La mancanza di un adeguato appellativo rimanda segnatamente all’assenza di questa Memoria, faticosamente recuperata attraverso un prolungato processo impiegato per veder riconosciute quali vittime del nazismo le persone con disabilità uccise nell’Aktion T4 o forzatamente sterilizzate.
Avere dimenticato questi crimini per molti anni segnala uno scarso interesse anche nei confronti delle vittime che, nella ricostruzione e nella rielaborazione di quanto accaduto, non hanno trovato spazio nel dibattito pubblico storiografico, come fossero non meritevoli di approfonditi studi storici e di Memoria.

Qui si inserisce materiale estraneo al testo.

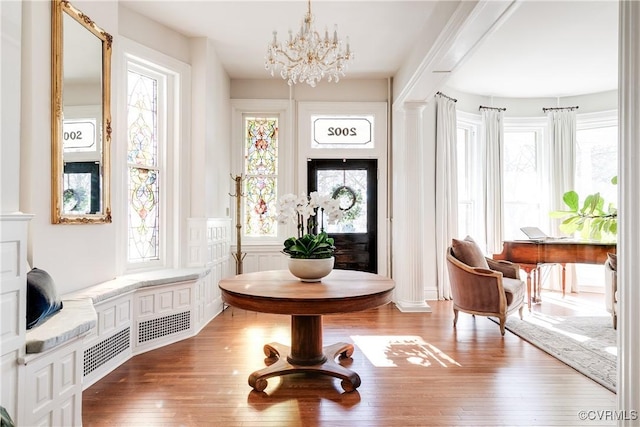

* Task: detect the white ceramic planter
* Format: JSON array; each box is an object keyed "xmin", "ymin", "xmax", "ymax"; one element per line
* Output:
[{"xmin": 288, "ymin": 257, "xmax": 335, "ymax": 282}]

Sarebbe stato invece opportuno che, fin dal dopoguerra, nell’agenda politica del nostro Paese vi fosse stato interesse nei confronti di queste vittime, che avrebbero dovuto essere commemorate al pari delle altre con pubbliche iniziative, apposizione di targhe in luoghi simbolici pertinenti, per favorire la conoscenza delle origini della Shoah e avvicinare tutta la cittadinanza alla Storia e a questa Memoria.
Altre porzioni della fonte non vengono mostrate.